The importance of Pakistan and Afghanistan to the United States is going to mean much more international attention towards India's responses. The Indian government has reacted soberly after the Mumbai attacks; part of that might be the more measured response of the current dispensation and the ineffectiveness of the troop buildup after the attacks on parliament in 2001, but surely one reason for India's sobriety is the level of international attention. The most important strategic challenge of the Mumbai attacks lies in engaging the international community so that India's interests are served in the long run. How are we going to do that?

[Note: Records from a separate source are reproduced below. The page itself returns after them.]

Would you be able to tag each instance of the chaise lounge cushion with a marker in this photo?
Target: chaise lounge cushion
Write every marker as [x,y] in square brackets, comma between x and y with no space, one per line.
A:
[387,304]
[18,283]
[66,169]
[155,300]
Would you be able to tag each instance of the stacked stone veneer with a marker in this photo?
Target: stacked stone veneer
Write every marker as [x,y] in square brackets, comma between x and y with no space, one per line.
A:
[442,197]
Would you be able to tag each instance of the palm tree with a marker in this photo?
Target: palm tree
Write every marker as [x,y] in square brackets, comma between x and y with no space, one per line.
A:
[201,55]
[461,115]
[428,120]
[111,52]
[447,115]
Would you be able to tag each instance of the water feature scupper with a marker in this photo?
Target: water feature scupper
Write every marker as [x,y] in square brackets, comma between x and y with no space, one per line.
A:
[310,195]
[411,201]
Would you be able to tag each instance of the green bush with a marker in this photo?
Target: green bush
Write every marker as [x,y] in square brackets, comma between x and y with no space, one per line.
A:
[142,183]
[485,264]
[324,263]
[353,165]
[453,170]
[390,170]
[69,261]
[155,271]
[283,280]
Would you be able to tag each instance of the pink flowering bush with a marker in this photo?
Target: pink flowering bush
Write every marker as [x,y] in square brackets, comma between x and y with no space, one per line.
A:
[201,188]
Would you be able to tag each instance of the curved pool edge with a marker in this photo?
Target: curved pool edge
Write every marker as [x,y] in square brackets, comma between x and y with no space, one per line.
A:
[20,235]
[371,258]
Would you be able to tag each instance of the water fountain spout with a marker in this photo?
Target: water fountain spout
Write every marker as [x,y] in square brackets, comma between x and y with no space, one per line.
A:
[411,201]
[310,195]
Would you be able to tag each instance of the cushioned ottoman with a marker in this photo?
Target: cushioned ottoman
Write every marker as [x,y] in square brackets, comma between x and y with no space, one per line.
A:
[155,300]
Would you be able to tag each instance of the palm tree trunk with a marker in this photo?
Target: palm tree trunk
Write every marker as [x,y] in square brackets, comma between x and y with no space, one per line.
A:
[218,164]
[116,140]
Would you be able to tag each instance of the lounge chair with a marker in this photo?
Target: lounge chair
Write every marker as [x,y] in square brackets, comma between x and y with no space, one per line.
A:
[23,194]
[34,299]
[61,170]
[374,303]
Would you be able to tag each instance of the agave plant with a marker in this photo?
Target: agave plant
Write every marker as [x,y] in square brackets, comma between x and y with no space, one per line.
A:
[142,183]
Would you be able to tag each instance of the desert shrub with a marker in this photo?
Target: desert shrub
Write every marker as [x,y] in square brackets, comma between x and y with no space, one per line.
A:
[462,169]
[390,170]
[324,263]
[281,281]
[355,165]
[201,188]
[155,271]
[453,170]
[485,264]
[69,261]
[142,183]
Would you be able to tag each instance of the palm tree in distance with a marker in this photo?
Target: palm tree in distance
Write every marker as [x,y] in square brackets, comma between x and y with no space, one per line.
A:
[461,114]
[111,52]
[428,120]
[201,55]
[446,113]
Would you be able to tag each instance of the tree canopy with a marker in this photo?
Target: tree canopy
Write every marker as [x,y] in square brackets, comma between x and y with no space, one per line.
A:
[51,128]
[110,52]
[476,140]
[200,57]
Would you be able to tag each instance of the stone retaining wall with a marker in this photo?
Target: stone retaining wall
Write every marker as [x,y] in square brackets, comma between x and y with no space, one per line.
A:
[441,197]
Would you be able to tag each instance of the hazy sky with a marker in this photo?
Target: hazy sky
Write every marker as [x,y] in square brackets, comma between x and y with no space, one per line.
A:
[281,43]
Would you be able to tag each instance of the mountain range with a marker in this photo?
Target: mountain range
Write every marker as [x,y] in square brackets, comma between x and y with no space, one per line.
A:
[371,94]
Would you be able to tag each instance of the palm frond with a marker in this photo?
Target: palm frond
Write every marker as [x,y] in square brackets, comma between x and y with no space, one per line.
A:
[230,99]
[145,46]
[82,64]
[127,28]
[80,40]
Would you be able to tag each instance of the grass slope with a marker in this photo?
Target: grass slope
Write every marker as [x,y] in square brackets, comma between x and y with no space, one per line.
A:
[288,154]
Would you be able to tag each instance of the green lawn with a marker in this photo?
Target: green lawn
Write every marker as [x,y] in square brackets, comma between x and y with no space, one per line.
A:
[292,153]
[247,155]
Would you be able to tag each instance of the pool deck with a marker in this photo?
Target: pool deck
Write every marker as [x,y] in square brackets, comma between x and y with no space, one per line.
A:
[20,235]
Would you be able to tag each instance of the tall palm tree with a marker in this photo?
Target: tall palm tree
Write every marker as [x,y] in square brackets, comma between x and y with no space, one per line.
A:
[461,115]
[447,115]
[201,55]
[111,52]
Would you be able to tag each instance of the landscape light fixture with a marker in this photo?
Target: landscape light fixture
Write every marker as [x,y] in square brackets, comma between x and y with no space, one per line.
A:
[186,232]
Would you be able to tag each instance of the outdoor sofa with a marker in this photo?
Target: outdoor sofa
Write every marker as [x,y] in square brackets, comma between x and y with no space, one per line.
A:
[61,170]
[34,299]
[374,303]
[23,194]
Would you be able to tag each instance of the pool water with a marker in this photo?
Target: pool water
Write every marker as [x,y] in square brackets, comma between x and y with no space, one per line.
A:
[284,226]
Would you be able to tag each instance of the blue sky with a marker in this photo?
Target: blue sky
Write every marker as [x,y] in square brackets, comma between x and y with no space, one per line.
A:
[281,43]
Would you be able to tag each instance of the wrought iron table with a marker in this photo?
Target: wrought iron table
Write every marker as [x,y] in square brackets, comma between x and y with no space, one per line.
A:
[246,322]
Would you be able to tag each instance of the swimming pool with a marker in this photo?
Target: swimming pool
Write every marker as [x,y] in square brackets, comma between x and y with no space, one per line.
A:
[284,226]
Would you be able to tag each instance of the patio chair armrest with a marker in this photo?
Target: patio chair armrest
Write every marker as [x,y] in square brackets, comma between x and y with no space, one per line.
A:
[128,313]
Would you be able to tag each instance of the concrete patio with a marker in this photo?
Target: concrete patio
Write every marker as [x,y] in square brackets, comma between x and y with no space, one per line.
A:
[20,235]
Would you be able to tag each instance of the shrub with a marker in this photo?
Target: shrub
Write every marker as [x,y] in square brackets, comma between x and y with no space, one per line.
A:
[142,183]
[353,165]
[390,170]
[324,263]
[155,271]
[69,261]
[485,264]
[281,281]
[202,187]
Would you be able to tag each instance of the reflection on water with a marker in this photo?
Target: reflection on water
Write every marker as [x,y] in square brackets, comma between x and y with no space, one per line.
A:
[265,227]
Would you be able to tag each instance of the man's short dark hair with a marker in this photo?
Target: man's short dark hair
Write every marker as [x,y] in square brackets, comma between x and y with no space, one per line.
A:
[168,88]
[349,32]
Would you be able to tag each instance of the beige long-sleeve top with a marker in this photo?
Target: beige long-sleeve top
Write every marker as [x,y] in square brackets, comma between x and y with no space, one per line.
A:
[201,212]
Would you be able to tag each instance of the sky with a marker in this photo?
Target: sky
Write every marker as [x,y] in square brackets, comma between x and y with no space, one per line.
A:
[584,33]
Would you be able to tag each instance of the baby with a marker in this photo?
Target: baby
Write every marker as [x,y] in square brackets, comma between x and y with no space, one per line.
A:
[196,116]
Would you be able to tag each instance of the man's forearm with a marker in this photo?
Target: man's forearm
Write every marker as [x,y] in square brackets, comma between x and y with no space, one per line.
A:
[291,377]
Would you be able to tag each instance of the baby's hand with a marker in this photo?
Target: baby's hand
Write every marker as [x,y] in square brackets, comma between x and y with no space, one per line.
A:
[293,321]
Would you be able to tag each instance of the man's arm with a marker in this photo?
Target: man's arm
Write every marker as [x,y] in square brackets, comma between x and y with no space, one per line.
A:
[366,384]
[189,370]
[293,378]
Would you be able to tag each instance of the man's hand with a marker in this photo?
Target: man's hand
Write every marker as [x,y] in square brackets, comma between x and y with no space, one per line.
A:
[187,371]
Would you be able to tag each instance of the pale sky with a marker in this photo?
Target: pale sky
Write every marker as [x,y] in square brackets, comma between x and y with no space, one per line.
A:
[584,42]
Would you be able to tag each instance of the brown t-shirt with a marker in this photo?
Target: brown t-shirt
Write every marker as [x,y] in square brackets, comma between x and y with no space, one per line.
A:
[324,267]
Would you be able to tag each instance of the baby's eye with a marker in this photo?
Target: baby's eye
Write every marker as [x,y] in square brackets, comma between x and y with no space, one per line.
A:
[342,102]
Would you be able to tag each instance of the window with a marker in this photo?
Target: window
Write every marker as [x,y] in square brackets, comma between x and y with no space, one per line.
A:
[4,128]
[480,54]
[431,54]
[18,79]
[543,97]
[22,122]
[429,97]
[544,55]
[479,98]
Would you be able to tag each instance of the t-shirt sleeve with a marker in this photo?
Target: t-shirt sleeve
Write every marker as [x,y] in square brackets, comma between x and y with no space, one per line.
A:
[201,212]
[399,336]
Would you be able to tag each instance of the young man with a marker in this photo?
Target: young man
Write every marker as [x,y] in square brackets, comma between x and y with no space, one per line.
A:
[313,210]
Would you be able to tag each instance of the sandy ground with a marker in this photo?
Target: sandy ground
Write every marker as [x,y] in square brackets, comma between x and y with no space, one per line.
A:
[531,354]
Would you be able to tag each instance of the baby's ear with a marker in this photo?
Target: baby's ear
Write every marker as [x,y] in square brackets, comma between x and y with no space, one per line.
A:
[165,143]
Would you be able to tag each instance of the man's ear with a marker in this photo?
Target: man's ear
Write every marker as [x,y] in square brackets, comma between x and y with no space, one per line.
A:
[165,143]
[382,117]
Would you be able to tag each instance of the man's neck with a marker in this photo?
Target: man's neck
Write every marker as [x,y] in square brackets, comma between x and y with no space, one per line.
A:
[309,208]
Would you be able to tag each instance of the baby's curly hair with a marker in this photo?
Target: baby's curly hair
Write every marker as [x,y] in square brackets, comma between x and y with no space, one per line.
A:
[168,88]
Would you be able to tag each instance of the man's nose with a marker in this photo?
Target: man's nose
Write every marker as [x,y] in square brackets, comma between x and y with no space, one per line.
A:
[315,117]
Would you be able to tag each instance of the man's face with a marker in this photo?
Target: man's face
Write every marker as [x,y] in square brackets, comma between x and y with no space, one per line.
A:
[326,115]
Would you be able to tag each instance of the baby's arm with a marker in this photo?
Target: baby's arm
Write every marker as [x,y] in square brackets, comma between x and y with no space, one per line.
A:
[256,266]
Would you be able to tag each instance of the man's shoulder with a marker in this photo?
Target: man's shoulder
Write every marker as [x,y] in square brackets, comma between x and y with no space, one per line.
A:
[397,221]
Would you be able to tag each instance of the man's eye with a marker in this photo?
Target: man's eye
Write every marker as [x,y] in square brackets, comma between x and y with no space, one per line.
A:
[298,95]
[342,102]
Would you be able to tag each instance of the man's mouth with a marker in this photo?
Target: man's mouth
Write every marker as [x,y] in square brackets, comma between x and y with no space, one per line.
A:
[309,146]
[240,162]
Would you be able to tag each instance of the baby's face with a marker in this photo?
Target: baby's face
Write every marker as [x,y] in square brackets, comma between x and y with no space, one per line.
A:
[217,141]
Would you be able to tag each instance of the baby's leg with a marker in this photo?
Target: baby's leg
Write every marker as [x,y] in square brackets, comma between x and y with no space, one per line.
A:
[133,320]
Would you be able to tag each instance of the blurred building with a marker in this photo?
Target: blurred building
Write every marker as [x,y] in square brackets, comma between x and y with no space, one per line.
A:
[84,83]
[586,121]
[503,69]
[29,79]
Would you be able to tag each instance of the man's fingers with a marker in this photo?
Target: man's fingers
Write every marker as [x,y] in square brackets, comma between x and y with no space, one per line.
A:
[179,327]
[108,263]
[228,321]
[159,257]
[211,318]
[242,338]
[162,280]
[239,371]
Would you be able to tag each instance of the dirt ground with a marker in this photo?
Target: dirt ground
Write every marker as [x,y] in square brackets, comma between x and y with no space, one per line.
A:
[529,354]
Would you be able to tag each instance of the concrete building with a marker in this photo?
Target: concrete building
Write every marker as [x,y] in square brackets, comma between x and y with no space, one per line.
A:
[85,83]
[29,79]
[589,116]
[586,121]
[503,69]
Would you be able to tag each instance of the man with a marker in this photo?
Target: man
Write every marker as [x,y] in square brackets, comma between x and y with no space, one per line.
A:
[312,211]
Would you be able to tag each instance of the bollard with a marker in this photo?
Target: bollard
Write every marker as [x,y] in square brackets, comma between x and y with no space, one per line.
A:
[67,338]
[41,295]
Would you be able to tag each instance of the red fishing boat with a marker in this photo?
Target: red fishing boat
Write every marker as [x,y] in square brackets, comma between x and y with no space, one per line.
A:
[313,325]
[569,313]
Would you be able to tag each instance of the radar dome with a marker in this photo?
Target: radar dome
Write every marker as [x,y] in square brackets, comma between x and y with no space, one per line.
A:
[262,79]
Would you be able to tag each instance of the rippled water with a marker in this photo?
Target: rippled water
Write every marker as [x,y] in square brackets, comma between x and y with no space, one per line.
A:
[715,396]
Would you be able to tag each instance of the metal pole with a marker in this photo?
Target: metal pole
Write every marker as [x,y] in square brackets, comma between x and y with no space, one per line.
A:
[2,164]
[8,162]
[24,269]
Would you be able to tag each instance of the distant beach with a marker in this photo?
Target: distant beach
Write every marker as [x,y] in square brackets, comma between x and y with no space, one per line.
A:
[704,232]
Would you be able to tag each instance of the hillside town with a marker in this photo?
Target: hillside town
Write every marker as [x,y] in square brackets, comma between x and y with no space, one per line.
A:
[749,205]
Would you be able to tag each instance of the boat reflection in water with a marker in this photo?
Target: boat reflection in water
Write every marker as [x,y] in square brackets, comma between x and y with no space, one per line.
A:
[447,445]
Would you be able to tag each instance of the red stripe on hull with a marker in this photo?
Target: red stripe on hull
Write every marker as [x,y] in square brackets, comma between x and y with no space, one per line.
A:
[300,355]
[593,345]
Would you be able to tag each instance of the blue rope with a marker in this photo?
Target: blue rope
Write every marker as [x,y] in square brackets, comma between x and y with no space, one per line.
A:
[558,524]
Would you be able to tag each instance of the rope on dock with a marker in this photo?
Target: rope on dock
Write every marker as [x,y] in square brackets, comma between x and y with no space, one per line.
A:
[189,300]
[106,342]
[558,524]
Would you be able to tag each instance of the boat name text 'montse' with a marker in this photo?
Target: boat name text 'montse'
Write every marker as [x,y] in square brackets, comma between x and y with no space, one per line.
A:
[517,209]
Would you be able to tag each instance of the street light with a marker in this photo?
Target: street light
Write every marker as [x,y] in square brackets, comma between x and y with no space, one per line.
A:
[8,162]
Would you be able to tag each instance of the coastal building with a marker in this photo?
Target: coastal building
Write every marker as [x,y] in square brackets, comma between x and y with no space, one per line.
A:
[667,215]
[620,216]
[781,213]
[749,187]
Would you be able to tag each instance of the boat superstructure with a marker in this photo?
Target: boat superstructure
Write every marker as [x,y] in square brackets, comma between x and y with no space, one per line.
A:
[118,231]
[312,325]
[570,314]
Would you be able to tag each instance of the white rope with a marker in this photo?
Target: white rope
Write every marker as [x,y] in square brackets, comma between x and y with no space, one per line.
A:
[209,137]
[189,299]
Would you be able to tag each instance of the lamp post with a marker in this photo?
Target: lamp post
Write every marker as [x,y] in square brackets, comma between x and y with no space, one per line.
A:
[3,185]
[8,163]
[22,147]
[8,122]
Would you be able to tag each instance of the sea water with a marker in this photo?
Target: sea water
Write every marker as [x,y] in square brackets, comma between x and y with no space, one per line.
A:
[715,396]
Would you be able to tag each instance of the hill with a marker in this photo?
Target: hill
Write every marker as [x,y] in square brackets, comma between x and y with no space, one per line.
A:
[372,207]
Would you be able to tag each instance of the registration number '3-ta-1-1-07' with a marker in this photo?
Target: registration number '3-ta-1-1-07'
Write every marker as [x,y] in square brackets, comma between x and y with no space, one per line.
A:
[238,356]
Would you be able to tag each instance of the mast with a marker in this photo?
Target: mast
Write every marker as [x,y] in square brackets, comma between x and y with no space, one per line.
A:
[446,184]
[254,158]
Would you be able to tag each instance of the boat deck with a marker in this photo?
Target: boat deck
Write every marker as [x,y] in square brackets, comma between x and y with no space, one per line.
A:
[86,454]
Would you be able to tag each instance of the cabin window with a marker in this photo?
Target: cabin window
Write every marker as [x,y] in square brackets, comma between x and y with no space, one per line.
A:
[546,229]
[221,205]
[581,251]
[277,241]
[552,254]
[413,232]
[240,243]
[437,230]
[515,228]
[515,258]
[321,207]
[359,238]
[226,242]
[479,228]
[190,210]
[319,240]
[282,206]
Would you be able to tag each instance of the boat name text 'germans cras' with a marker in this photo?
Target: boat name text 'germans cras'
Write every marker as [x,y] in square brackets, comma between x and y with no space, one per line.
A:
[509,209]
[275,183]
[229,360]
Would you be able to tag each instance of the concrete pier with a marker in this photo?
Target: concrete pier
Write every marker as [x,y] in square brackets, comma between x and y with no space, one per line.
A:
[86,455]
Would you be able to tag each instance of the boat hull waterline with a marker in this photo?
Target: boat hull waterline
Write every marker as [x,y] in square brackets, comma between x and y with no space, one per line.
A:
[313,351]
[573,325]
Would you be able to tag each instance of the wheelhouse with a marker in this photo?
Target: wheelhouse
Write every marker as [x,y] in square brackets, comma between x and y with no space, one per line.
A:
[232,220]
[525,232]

A violent response - say attacking terror camps in POK - will have two negative repercussions. First, it will invite the inevitable tit-for-tat reply from the Pakistani military, which having lost credibility during the Musharraf era, is possibly eager to use Indian aggression to consolidate its own power in Pakistan vis-Ã -vis the civilian authority. Suppose we attack a terrorist camp and the Pakistanis shell an Indian army base in Kashmir. What are we going to do? Will we back off and court humiliation, or escalate? Are we really ready for war to break out over 26/11?
Secondly, a military response is tactical rather than strategic - tit-for-tat is based on a very short time horizon, both in the past and in the future. It makes us look like a country that makes decisions on the fly, without any overall strategy. A tactical response will make us lose stature in the international community. I believe that we have an unparalleled opportunity to increase India's international profile. Post-Iraq, it is clear to me that military responses are deeply problematic, if not unacceptable. The future belongs to nations who are able to use a combination of diplomacy and moral leadership in order to change the norms of institutional behavior.
India should lead the way towards a diplomatic and international response to terror that makes terror unacceptable as an instrument of state policy. As my colleague Srinath Raghavan has mentioned, that strategy worked in the only instance where a state has willingly given up terrorism as a state policy - Libya. A normative response can put enough pressure on the Pakistani government agencies - especially its military - to change their support for terror networks while strengthening those elements in the Pakistan who want to lead their lives in a modern nation.
By building a coalition around norms rather than arms, India will have demonstrated its leadership in the international community.